= Democratic Action Party (Panama) =

Panamanian political party

The Democratic Action Party (Partido Acción Democrático, PAD) was a Panamanian conservative political party.

The Democratic Action Party was founded by Bernardino González Ruíz, in 1963.
It was formed by ex-members of the Popular Union Party.
Conservative businessmen are among its leadership.

Bernardino González Ruíz was a Panamanian politician and National Assembly deputy (1948–1952, 1952–1956, Popular Union Party), Minister of Labor, Social Welfare and Public Health in the Cabinet of President Roberto Francisco Chiari Remón.
He was the brother of Sergio González Ruíz, who was Panamanian Vice-President (1960–1962)
and the Popular Union Party candidate for President in the election, held in 1948.
In 1963 Bernardino González Ruíz relinquished 1964 presidential aspirations and accepted the temporary post of the interim Presidency.
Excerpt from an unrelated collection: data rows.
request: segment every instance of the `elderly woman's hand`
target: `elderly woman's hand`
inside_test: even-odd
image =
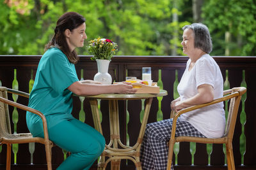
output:
[[[171,102],[171,109],[172,109],[172,110],[174,110],[174,111],[175,110],[176,103],[177,102],[180,101],[180,98],[179,97],[179,98],[177,98],[177,99],[175,99],[175,100],[173,100],[173,101],[172,101]]]
[[[184,108],[184,107],[182,106],[182,103],[181,101],[176,101],[175,103],[175,106],[173,106],[173,109],[172,110],[174,110],[175,113],[177,113]]]

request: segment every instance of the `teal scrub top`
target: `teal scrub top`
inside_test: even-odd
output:
[[[67,88],[77,81],[74,64],[59,48],[52,47],[45,52],[39,62],[28,106],[45,116],[48,128],[73,118],[72,92]],[[37,115],[28,111],[26,122],[34,136],[43,132]]]

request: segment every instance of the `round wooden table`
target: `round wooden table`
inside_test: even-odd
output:
[[[111,170],[118,170],[120,169],[121,159],[129,159],[135,164],[136,169],[142,170],[140,161],[140,150],[148,118],[151,103],[153,97],[164,96],[166,95],[167,92],[166,90],[160,90],[159,94],[106,94],[84,96],[90,101],[95,128],[101,134],[102,134],[102,129],[98,110],[97,99],[109,101],[111,139],[109,143],[106,145],[105,150],[101,154],[98,164],[98,169],[105,169],[108,163],[111,162]],[[120,139],[118,101],[140,99],[145,99],[145,108],[139,136],[138,137],[136,143],[133,146],[126,146],[124,145]],[[118,145],[122,148],[118,148]],[[109,157],[107,160],[105,160],[106,157]]]

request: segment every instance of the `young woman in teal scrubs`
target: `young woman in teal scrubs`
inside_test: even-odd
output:
[[[74,64],[76,47],[87,38],[85,19],[76,12],[64,13],[58,20],[54,36],[45,46],[39,62],[29,106],[44,114],[49,139],[72,154],[57,169],[89,169],[105,146],[104,137],[90,125],[74,118],[72,94],[134,93],[128,84],[102,85],[79,81]],[[40,118],[27,112],[28,127],[33,136],[44,138]]]

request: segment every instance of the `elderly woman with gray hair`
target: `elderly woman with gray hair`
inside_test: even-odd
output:
[[[175,112],[221,97],[223,80],[220,67],[209,55],[212,41],[208,28],[193,24],[182,28],[183,53],[189,59],[178,85],[180,97],[171,103]],[[177,122],[176,136],[219,138],[223,135],[225,117],[223,103],[182,114]],[[166,169],[172,118],[148,124],[141,145],[143,169]],[[173,166],[172,166],[173,169]]]

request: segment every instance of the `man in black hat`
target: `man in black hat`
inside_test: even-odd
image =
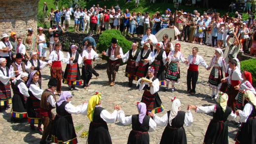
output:
[[[57,89],[58,80],[56,78],[51,78],[48,82],[48,89],[44,90],[40,102],[40,115],[43,125],[43,131],[40,144],[47,144],[46,139],[50,135],[51,122],[54,114],[51,112],[56,108],[56,98],[54,91]]]
[[[104,53],[105,56],[109,56],[110,59],[107,68],[107,74],[109,77],[109,82],[107,84],[110,84],[110,86],[114,85],[115,75],[116,72],[118,71],[120,66],[120,59],[124,57],[122,48],[117,43],[117,39],[115,38],[112,38],[111,45],[109,47],[107,51]]]
[[[22,62],[22,54],[20,53],[16,54],[15,61],[10,66],[10,71],[13,76],[18,76],[20,73],[26,72],[25,64]]]

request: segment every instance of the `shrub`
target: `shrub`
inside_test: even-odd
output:
[[[122,47],[124,54],[131,49],[131,46],[133,42],[129,41],[125,38],[125,37],[122,36],[121,32],[115,29],[109,30],[102,33],[99,38],[97,49],[101,53],[103,51],[107,51],[108,47],[111,45],[111,39],[112,37],[116,38],[118,40],[117,44]],[[106,57],[103,58],[108,59]]]
[[[244,60],[240,62],[241,71],[244,70],[249,72],[252,73],[253,86],[256,87],[256,58]]]

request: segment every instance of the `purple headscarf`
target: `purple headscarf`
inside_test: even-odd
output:
[[[29,74],[29,79],[28,80],[28,82],[27,82],[27,87],[29,87],[30,85],[30,83],[31,83],[31,81],[32,81],[33,76],[35,75],[35,73],[36,72],[37,72],[37,71],[33,71],[32,72],[30,72],[30,74]]]
[[[73,95],[71,92],[69,91],[64,91],[61,93],[61,96],[58,101],[57,101],[57,105],[60,106],[62,103],[65,101],[67,102],[67,98],[72,97]]]
[[[145,103],[140,103],[137,105],[138,110],[140,111],[140,113],[139,113],[139,122],[142,124],[142,122],[143,122],[143,119],[145,115],[146,115],[146,106]]]

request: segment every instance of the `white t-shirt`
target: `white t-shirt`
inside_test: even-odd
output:
[[[65,11],[65,20],[70,20],[70,16],[72,15],[72,13],[70,10]]]

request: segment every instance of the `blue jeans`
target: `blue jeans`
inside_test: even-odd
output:
[[[79,30],[83,31],[84,29],[83,28],[84,26],[83,18],[80,18],[80,23],[79,24]]]

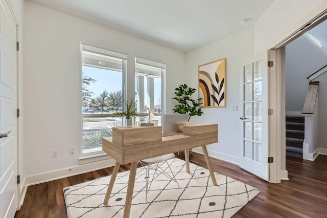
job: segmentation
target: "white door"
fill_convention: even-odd
[[[242,155],[240,166],[269,180],[267,54],[243,67]]]
[[[0,217],[11,218],[17,208],[16,25],[6,1],[0,4]]]

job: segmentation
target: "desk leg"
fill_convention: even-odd
[[[186,172],[190,173],[190,150],[186,149],[184,150],[185,155],[185,164],[186,165]]]
[[[128,179],[128,186],[127,186],[127,192],[126,193],[126,200],[125,202],[125,209],[124,209],[124,218],[128,218],[129,217],[137,168],[137,161],[131,164],[131,169],[129,170],[129,179]]]
[[[206,162],[206,166],[208,167],[209,172],[210,172],[210,176],[211,177],[211,180],[213,181],[213,183],[214,184],[214,185],[217,185],[217,182],[216,181],[216,177],[215,177],[215,175],[214,174],[213,168],[211,167],[211,163],[210,163],[210,159],[209,159],[209,156],[208,155],[208,151],[206,150],[206,147],[205,147],[205,145],[203,145],[202,147],[202,151],[203,151],[203,155],[204,156],[204,158],[205,159],[205,162]]]
[[[112,171],[112,175],[111,175],[110,182],[109,183],[109,186],[108,186],[108,189],[107,189],[106,197],[105,197],[104,201],[103,202],[103,204],[104,204],[105,205],[107,205],[108,204],[108,201],[109,201],[109,199],[110,197],[110,194],[111,193],[111,191],[112,190],[113,184],[114,183],[114,181],[116,179],[116,176],[117,176],[117,173],[118,172],[118,170],[119,169],[119,167],[120,166],[120,165],[121,164],[118,163],[118,161],[116,161],[116,163],[114,164],[114,167],[113,167],[113,171]]]

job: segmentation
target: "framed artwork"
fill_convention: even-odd
[[[226,107],[226,58],[199,66],[201,107]]]

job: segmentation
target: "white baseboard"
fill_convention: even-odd
[[[81,164],[72,167],[29,176],[24,178],[24,186],[29,186],[62,179],[72,176],[90,172],[98,169],[113,166],[115,161],[113,158],[100,161]]]
[[[281,180],[289,180],[287,170],[281,170]]]
[[[26,184],[26,177],[24,178],[23,181],[21,182],[20,186],[18,190],[19,193],[18,194],[18,209],[20,209],[20,207],[24,203],[24,199],[25,199],[25,195],[26,195],[26,192],[27,191],[27,186],[25,185]]]
[[[27,191],[27,188],[30,185],[36,185],[72,176],[103,169],[104,168],[112,166],[114,165],[114,159],[109,158],[97,162],[80,164],[72,167],[60,169],[26,177],[23,179],[19,189],[20,194],[19,194],[20,199],[18,200],[18,209],[19,209],[20,206],[23,204],[25,195],[26,195],[26,192]]]
[[[200,147],[193,148],[192,150],[196,153],[201,154],[202,155],[203,154],[202,149]],[[238,157],[232,156],[231,155],[220,153],[219,152],[213,151],[210,150],[208,150],[208,155],[212,158],[217,158],[217,159],[222,160],[238,165],[240,165],[240,158]]]
[[[313,161],[319,155],[327,155],[327,149],[317,148],[313,153],[309,152],[309,144],[303,143],[303,159]]]
[[[303,116],[301,111],[287,111],[285,112],[286,116]]]

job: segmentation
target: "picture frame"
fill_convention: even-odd
[[[201,107],[226,107],[226,58],[199,65],[199,98]]]

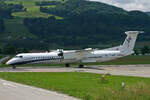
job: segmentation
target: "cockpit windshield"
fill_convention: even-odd
[[[15,56],[15,58],[23,58],[23,56]]]

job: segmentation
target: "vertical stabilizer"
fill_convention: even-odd
[[[122,49],[124,50],[128,50],[128,51],[133,51],[134,46],[135,46],[135,42],[137,39],[137,35],[139,33],[143,33],[140,31],[127,31],[125,32],[125,34],[127,35],[123,45],[122,45]]]

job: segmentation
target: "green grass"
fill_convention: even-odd
[[[135,64],[150,64],[150,56],[127,56],[112,61],[101,62],[101,63],[84,63],[85,66],[89,65],[135,65]],[[77,67],[79,64],[71,64],[71,67]],[[65,64],[27,64],[18,65],[18,67],[38,67],[38,66],[58,66],[65,67]],[[1,67],[11,67],[3,64]]]
[[[83,100],[150,100],[150,79],[91,73],[0,73],[6,80],[58,91]],[[125,82],[125,90],[121,83]]]
[[[38,18],[38,17],[43,17],[43,18],[48,18],[50,16],[55,16],[52,14],[47,14],[43,13],[40,11],[40,6],[35,5],[35,1],[6,1],[6,3],[10,4],[19,4],[22,3],[24,8],[27,8],[27,11],[22,11],[22,12],[14,12],[12,13],[12,16],[16,18]],[[48,7],[55,7],[53,6],[48,6]],[[56,19],[62,19],[62,17],[55,16]]]
[[[116,60],[97,63],[101,65],[150,64],[150,56],[127,56]]]
[[[5,40],[21,39],[21,38],[36,38],[23,24],[23,19],[5,19]]]

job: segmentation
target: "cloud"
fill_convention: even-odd
[[[125,10],[141,10],[150,11],[150,0],[91,0],[98,1],[107,4],[111,4],[117,7],[124,8]]]

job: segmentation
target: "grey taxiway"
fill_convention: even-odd
[[[0,72],[88,72],[123,76],[150,77],[150,65],[103,65],[86,68],[18,67]],[[79,100],[65,94],[0,79],[0,100]]]

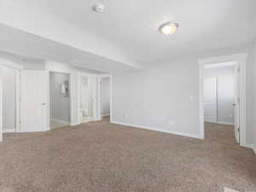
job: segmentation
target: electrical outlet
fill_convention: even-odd
[[[125,119],[127,120],[127,119],[128,119],[128,114],[127,114],[127,113],[125,113],[124,116],[125,116]]]

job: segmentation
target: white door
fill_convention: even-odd
[[[20,72],[20,131],[47,130],[47,73],[45,71]]]
[[[217,123],[217,79],[204,79],[205,122]]]
[[[237,143],[240,143],[240,86],[239,86],[239,74],[240,68],[239,66],[236,66],[235,73],[235,102],[233,104],[235,112],[235,123],[234,123],[234,131],[235,137]]]

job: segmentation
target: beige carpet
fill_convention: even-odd
[[[89,123],[45,133],[6,134],[3,192],[256,191],[256,156],[230,126],[208,124],[206,140]]]

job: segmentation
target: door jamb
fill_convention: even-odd
[[[112,74],[101,74],[99,75],[99,90],[101,91],[100,93],[100,96],[99,96],[99,113],[98,113],[98,116],[100,117],[100,120],[102,119],[102,110],[103,110],[103,108],[102,108],[102,79],[103,78],[109,78],[109,91],[110,91],[110,110],[109,110],[109,121],[110,123],[112,122],[112,119],[113,119],[113,117],[112,117],[112,110],[113,110],[113,76]]]
[[[204,127],[204,108],[203,108],[203,79],[204,79],[204,66],[218,65],[224,62],[236,61],[240,67],[239,87],[240,87],[240,145],[246,147],[246,62],[247,54],[240,53],[229,55],[222,55],[217,57],[210,57],[206,59],[199,59],[199,120],[200,120],[200,137],[205,138]]]

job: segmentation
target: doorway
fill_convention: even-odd
[[[239,143],[239,124],[235,125],[235,119],[239,119],[239,110],[236,110],[239,108],[236,68],[237,62],[204,66],[204,119],[206,127],[211,123],[212,126],[226,125],[226,128],[234,129]]]
[[[97,78],[80,74],[79,86],[79,121],[88,123],[97,120]]]
[[[2,67],[3,132],[20,132],[20,71]]]
[[[205,122],[229,125],[236,142],[246,146],[246,59],[237,54],[199,60],[202,139]]]
[[[70,77],[67,73],[49,72],[50,129],[70,125]]]

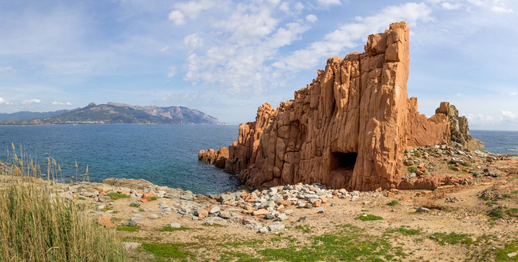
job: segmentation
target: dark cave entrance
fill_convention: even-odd
[[[356,152],[331,152],[330,167],[331,170],[337,169],[350,170],[352,171],[356,165],[358,153]]]
[[[356,165],[358,153],[332,152],[329,159],[329,175],[335,186],[349,187]]]

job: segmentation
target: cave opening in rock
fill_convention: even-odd
[[[332,170],[338,169],[350,170],[352,171],[356,164],[358,153],[356,152],[342,153],[341,152],[331,152],[330,166]]]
His acceptance simultaneously eliminated his brother's candidacy, since under the constitution no immediate next-of-kin may run for the office within the same period.
(The vacuum of the power has arisen after the First Vice-President Sergio González Ruíz cagily arranged a European trip to coincide with the President Roberto Francisco Chiari Remón departure, and Second Vice-President José Dominador Bazán absolutely refused to accept the interim Presidency).

In 1964 it allied with the National Opposition Union (UNO) and its candidate Marco Aurelio Robles. In 1968 it allied with the National Union (UN) and its candidate Arnulfo Arias Madrid.

The PAD was abolished after the 1968 Panamanian coup d'état.